Auto-suggest helps you quickly narrow down your search results by suggesting possible matches as you type.

Showing results for

- Home
- /
- Analytics
- /
- Stat Procs
- /
- Multiple imputation, FCS discrim and logistic; in SAS 9.3

Options

- RSS Feed
- Mark Topic as New
- Mark Topic as Read
- Float this Topic for Current User
- Bookmark
- Subscribe
- Mute
- Printer Friendly Page

🔒 This topic is **solved** and **locked**.
Need further help from the community? Please
sign in and ask a **new** question.

- Mark as New
- Bookmark
- Subscribe
- Mute
- RSS Feed
- Permalink
- Report Inappropriate Content

Posted 06-06-2013 09:36 AM
(11359 views)

Hi,

I am working with a data set that contains many variables that I want to use to impute missing values (arbitrary missing pattern), most of which have missing values. The majority of my variables are discrete (some nominal and some ordinal). I know I need to use the FCS dscrim and logistic functions within proc mi, but I am unsure of the syntax when imputing multiple variables, some of which are also are being imputed. Since the FCS function is so new I am having trouble finding examples of code online. I was wondering if anyone has experience using this command and could give me some advice.

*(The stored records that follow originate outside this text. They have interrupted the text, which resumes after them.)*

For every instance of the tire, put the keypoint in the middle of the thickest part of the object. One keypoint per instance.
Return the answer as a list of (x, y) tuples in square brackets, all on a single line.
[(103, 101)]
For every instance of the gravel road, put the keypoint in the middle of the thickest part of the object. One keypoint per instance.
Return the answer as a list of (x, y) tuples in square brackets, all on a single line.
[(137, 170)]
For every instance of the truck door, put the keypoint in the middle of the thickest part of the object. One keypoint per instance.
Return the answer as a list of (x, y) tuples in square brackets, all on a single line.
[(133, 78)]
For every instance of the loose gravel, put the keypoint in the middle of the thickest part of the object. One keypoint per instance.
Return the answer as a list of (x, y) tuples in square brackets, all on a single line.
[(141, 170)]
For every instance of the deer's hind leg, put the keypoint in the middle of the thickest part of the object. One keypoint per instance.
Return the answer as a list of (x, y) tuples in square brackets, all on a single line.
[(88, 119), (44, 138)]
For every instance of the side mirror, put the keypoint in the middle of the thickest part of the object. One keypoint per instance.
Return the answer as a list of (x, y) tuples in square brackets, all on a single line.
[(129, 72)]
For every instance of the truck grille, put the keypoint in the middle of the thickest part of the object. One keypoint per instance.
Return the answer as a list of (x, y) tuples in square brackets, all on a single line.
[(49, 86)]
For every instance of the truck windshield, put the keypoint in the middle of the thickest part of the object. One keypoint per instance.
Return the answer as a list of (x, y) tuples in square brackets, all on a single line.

Here are three simplified sample codes, one of which may be close to correct:

note on variables: bmi is continuous, mamgp3 is ordinal, agegp is ordinal (no missing values), treat is nominal, and rhistogp is nominal, the variables are in the var statement in order of least missing values to most missing values.

Format 1:

PROC MI DATA=complete OUT=complete_mi NIMPUTE=10 SEED=9455;

CLASS mamgp agegp treat rhistogp;

FCS logistic(agegp) reg(bmi) logistic(mamgp) discrim(treat) discrim(rhistogp) ;

VAR agegp bmi mamgp treat rhistogp;

RUN;

Format 2

PROC MI DATA=complete OUT=complete_mi NIMPUTE=10 SEED=9455;

CLASS mamgp agegp treat rhistogp;

FCS reg(bmi = agegp mamgp treat rhistogp) ;

FCS logistic(agegp = mamgp bmi treat rhistogp) ;

FCS logistic(mamgp = agegp bmi treat rhistogp) ;

FCS discrim(treat = agegp bmi mamgp rhistogp) ;

FCS discrim(rhistogp = agegp bmi mamgp treat) ;

VAR agegp bmi mamgp treat rhistogp;

RUN;

Format 3: For this one I turned the nominal variables into binary dummy variables so that I could include them in the fcs logistic (does that make sense?)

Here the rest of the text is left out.